Penulisan Ulang Sejarah oleh Menbud Fadli Zon Picu Polemik, Puan Maharani: Fakta Tak Boleh Dihapus

JurnalPatroliNews – Langkah Menteri Kebudayaan Fadli Zon yang tetap melanjutkan proyek penulisan ulang sejarah Indonesia menimbulkan perdebatan di tengah masyarakat, khususnya menyangkut peristiwa penting dalam Reformasi 1998.

Ketua DPR RI, Puan Maharani, angkat suara merespons polemik tersebut. Ia menegaskan bahwa setiap proses penyusunan ulang sejarah harus dilakukan dengan adil dan transparan, tanpa menghapus peran siapa pun.

“Penulisan sejarah harus dilakukan secara terang dan jujur. Tidak boleh ada satu pihak pun yang dilupakan atau dihilangkan jejaknya. Semua harus saling menghormati dalam menyikapi hal ini,” ujar Puan kepada awak media di Kompleks Parlemen, Senayan, Jakarta, Kamis, 3 Juli 2025.

Puan, yang juga menjabat sebagai Ketua DPP PDI Perjuangan, menyampaikan bahwa fakta sejarah adalah fondasi penting yang wajib dijaga dan diakui keberadaannya. Ia mengingatkan agar Kementerian Kebudayaan tetap menjunjung tinggi keaslian sejarah dalam proyek penulisan ulang tersebut.

“Fakta sejarah itu harus dihormati, jangan sampai dianggap sepele atau diabaikan,” tegasnya.

Menurut Puan, peristiwa Reformasi 1998 tidak boleh dilepaskan dari pernyataan resmi Presiden RI ke-3, BJ Habibie, dalam pidato kenegaraan yang memuat poin-poin penting tentang kondisi bangsa kala itu. Ia menilai pidato tersebut merupakan dokumen sejarah yang tak bisa dikesampingkan.

Pernyataan Puan muncul sebagai tanggapan terhadap keterangan Fadli Zon dalam rapat bersama Komisi X DPR pada Rabu, 2 Juli 2025. Dalam rapat tersebut, Fadli menilai bahwa penulisan sejarah pada masa pemerintahan sebelumnya terlalu menonjolkan tokoh-tokoh yang berafiliasi dengan Partai Komunis Indonesia (PKI).

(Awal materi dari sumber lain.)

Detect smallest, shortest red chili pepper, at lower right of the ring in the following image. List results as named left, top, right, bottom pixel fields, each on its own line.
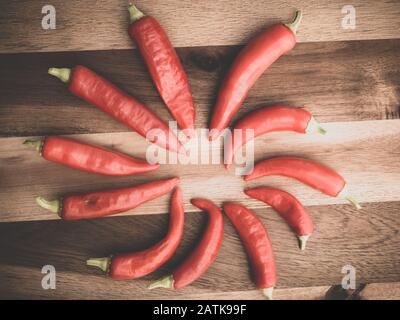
left=244, top=187, right=314, bottom=250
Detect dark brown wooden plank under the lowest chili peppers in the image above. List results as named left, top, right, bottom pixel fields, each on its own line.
left=0, top=202, right=400, bottom=299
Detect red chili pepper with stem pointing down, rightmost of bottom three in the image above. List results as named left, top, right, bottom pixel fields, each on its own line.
left=223, top=202, right=276, bottom=300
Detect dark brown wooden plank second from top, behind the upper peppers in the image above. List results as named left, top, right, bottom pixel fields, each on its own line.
left=0, top=40, right=400, bottom=136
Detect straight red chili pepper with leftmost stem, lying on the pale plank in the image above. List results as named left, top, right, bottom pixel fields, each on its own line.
left=24, top=137, right=160, bottom=176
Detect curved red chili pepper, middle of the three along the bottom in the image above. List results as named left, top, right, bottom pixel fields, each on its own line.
left=148, top=199, right=224, bottom=289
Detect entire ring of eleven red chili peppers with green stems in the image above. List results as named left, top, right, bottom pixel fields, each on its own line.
left=24, top=4, right=359, bottom=299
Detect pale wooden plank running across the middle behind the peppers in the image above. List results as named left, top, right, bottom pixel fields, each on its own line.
left=0, top=120, right=400, bottom=221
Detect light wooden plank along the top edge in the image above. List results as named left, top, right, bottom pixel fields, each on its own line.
left=0, top=0, right=400, bottom=53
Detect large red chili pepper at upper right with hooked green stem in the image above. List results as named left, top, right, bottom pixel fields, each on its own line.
left=209, top=11, right=302, bottom=140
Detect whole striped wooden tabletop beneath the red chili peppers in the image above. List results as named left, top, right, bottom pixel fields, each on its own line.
left=0, top=0, right=400, bottom=299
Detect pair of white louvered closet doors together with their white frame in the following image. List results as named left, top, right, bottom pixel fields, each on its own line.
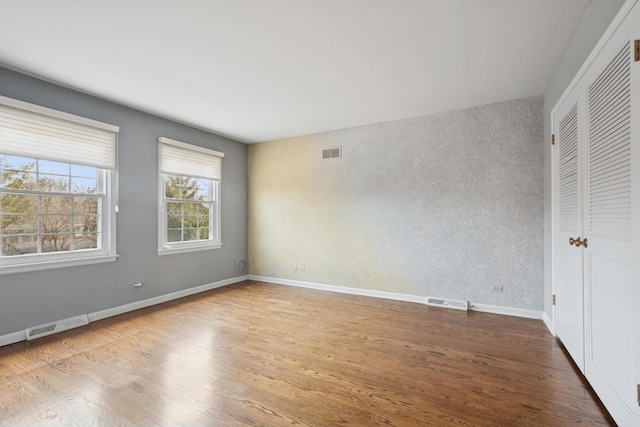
left=552, top=1, right=640, bottom=426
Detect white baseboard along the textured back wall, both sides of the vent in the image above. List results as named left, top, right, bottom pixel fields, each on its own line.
left=248, top=275, right=542, bottom=320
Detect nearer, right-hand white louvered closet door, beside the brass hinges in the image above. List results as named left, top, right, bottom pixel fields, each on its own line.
left=583, top=7, right=640, bottom=426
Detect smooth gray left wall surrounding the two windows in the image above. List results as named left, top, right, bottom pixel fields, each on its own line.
left=0, top=68, right=247, bottom=335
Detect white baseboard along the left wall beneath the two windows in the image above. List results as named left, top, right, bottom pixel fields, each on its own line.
left=0, top=276, right=249, bottom=347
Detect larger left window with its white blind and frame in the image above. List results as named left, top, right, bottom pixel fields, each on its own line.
left=0, top=97, right=118, bottom=274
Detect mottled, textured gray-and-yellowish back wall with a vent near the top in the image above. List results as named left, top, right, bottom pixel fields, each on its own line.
left=249, top=97, right=543, bottom=311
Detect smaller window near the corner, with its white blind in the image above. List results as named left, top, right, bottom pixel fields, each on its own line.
left=158, top=138, right=224, bottom=255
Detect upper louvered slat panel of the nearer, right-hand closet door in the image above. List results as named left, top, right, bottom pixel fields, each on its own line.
left=588, top=43, right=631, bottom=240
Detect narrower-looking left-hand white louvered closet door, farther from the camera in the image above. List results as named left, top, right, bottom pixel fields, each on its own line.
left=555, top=98, right=584, bottom=372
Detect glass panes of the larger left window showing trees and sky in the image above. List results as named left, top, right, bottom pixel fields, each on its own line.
left=0, top=155, right=102, bottom=257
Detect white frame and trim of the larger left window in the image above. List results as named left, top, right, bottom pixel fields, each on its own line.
left=0, top=96, right=119, bottom=275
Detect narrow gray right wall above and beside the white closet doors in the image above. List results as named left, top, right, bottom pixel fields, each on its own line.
left=544, top=0, right=624, bottom=318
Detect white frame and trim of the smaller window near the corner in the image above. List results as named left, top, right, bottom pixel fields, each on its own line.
left=157, top=137, right=224, bottom=255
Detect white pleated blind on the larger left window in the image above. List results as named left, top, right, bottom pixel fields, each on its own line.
left=0, top=96, right=119, bottom=170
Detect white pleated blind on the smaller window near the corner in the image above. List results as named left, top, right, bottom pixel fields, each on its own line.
left=158, top=137, right=224, bottom=181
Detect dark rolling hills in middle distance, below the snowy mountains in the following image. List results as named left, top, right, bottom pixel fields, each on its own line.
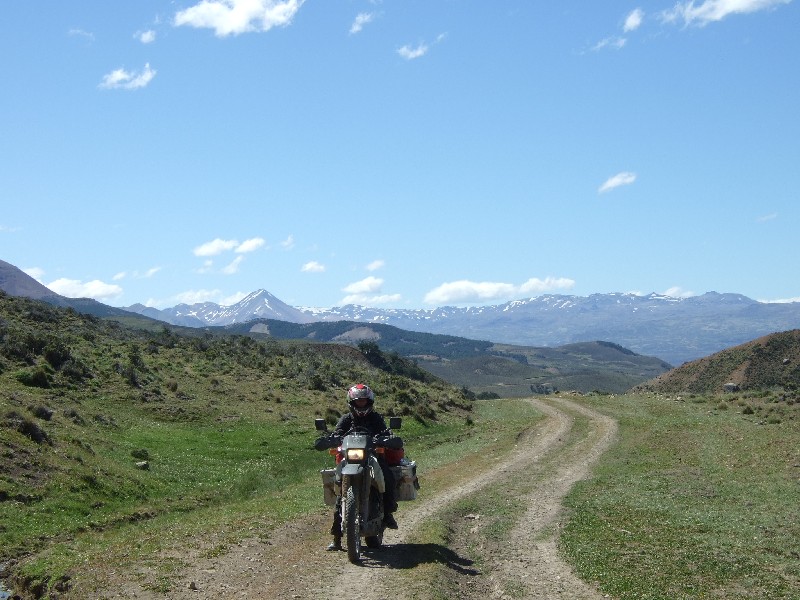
left=222, top=319, right=671, bottom=397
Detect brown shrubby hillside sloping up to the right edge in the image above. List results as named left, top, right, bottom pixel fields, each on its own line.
left=635, top=329, right=800, bottom=395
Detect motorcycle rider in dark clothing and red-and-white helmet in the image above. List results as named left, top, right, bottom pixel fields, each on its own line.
left=316, top=383, right=397, bottom=550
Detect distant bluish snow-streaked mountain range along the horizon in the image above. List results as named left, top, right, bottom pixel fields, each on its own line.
left=0, top=255, right=800, bottom=365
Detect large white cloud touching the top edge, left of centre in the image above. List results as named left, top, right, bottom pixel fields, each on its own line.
left=174, top=0, right=305, bottom=37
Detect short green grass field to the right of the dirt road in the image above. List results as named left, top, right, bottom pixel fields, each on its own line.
left=561, top=395, right=800, bottom=599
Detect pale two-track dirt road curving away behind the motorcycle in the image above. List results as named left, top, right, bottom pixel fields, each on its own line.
left=109, top=397, right=616, bottom=600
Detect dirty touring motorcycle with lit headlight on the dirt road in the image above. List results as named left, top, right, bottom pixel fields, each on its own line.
left=314, top=417, right=403, bottom=563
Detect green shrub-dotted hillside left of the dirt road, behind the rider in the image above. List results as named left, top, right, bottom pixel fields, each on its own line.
left=0, top=293, right=472, bottom=587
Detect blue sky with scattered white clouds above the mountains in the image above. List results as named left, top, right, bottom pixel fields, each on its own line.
left=0, top=0, right=800, bottom=308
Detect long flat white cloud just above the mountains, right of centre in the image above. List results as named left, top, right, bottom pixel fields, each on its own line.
left=425, top=277, right=575, bottom=305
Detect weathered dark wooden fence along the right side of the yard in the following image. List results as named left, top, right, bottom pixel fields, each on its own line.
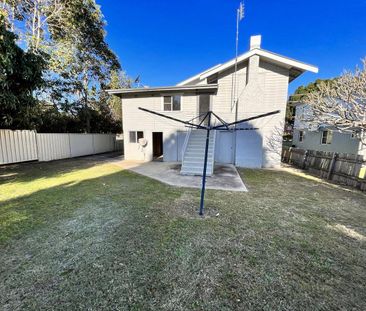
left=282, top=148, right=366, bottom=191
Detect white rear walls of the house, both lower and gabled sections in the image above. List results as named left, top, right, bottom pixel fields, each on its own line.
left=122, top=56, right=289, bottom=167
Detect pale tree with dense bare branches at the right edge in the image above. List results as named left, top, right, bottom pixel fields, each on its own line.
left=301, top=59, right=366, bottom=144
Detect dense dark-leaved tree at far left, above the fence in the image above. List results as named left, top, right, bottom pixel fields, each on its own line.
left=0, top=17, right=46, bottom=129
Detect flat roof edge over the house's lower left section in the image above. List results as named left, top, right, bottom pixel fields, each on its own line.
left=106, top=84, right=217, bottom=97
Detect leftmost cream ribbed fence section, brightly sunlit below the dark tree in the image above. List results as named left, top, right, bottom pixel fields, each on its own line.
left=0, top=130, right=38, bottom=164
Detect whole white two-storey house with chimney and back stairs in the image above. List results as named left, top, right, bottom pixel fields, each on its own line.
left=108, top=36, right=318, bottom=175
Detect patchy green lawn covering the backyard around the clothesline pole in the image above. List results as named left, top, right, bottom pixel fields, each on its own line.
left=0, top=158, right=366, bottom=311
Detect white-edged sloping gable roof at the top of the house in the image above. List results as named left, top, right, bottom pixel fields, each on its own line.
left=177, top=48, right=318, bottom=86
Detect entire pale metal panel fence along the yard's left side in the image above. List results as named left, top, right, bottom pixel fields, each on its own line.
left=0, top=130, right=117, bottom=165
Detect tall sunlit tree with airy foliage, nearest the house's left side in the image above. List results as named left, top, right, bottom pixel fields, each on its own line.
left=45, top=0, right=120, bottom=132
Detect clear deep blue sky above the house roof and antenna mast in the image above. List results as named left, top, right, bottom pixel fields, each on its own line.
left=97, top=0, right=366, bottom=93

Menanggapi hal itu, Puan menyarankan agar proyek penulisan ulang sejarah tetap mengacu pada fakta-fakta yang telah diakui secara akademis, termasuk oleh para sejarawan nasional.

“Kalau ada fakta sejarah yang diakui bahkan oleh presiden kala itu, seperti Pak Habibie, dan didukung oleh sejarawan, tentu harus dihargai. Itu bagian dari perjalanan bangsa yang tidak boleh dihapus,” tegasnya lagi.

Puan menutup pernyataannya dengan mengingatkan bahwa sejarah adalah milik semua rakyat Indonesia, sehingga dalam menulis ulangnya, seluruh pihak harus dilibatkan dan dihormati tanpa terkecuali.